Transportation Industry
Horse traction in Victorian London
Journal of Transport History, The, Sep 2005 by Turvey, Ralph
Taking the example of bus and tram horses, quantities and costs are shown in Table 9. Maize, first purchased by the LGOC in 1862, had largely replaced oats by 1876, though their relative shares varied through time in response to changes in their relative prices. Maize was also substituted for beans when they rose in price (though not for the horses in infirmaries).40 Sawdust or peat was sometimes used instead of straw as bedding. Such price-induced substitutions made total provender cost fluctuate less than the prices of its components, though substitution was less marked in the case of brewers' splendid horses, which always had to have the best (Table 9).

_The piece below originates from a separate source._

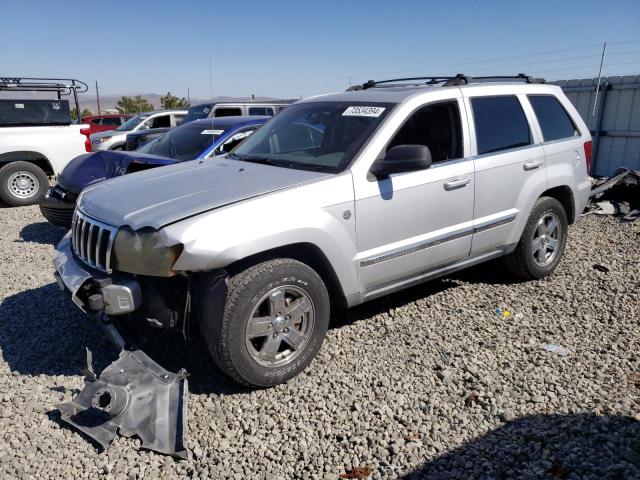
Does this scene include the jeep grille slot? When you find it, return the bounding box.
[71,210,118,273]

Figure 2 shows the generally downward trend in provender cost from the 186Os onward; note the difference between provender costs for brewery (Truman Hanbury & Buxton) and bus (North Metropolitan) horses. Fluctuations around this trend reflected harvest variations, such as the extraordinarily poor hay harvests in 1892 and 1893.
Horse prices
Horse prices are difficult to obtain and to analyse because horses are so heterogeneous. Most of the factors determining the price that a particular horse will fetch are neither quantifiable nor even very clearly defined; experts were better at recognising quality than at describing it. Certainly, buyers who knew their business needed to spend quite a bit of time inspecting possible purchases. As a purchaser for the army put it, 'Purchasing horses is laborious work, and by the time that twenty-five or thirty have been examined, passed, and registered, the officers employed will have exhausted much power, both of eye and brain.'41
Size and age, which are quantifiable, were obviously important for any general class of horse. The effect of age is indicated by the average prices paid by Whitbread & Co. over the years 1881-1900, as calculated from a large sample of the purchases recorded in their horse book. These were £75 for four-year-olds (few in number), £79 for five-year-olds, £76 for six-year-olds and £70 for seven-year-olds.42 Lower prices were paid for mares.

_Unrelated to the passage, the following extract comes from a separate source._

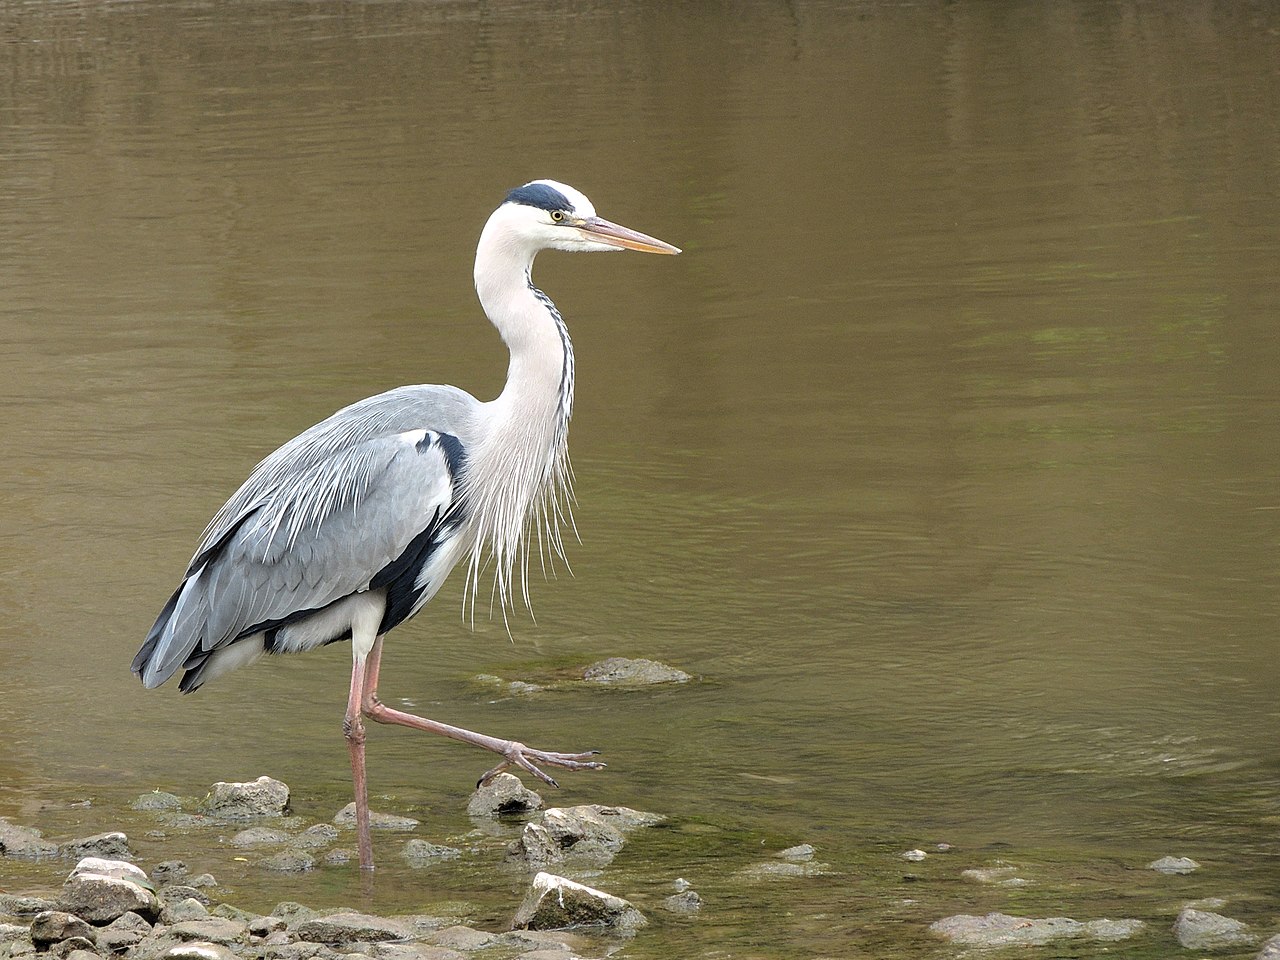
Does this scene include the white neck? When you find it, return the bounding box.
[464,209,576,618]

Nearly all the available records of individual horse purchases, however, are limited to the prices paid, without any description of the animals. The use of mean prices thus entails the hope that nearly all the purchases were of the same type of horse, and it is difficult to know how far such was the case. Thus in 1855, while the Engineer's Department of the North Eastern Railway bought six horses at a uniform price of £50 8s, nineteen horses were bought for the Traffic Department at prices ranging from £25 to £80, an average price of £38 16s.43 In such cases the use of median prices may serve to cut out horses that were different, such as the odd horse bought for a gig to draw a foreman from one stable to another.

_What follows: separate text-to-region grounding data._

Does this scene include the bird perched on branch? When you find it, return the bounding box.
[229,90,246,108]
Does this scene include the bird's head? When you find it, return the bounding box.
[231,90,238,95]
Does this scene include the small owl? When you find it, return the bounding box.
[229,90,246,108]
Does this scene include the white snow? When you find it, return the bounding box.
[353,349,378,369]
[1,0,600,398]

The prices paid by commercial purchasers varied a good deal. Figures 3 and 4 display information although they exclude the facts that Barclay Perkins paid fifty guineas for its dray horses in 1837 and 1838, similar to what Courage & Co. paid in the mid-1850s,44 and the book value of Truman Hanbury & Buxton's horses lay around £35 in the years 1837-43, falling to an average of £23 in the years 1849-52.45 Since the number of horses owned was not falling, this decline probably reflects a reduction in the prices that the firm paid for its horses, although its precise timing could be ascertained only if the depreciation method used were known.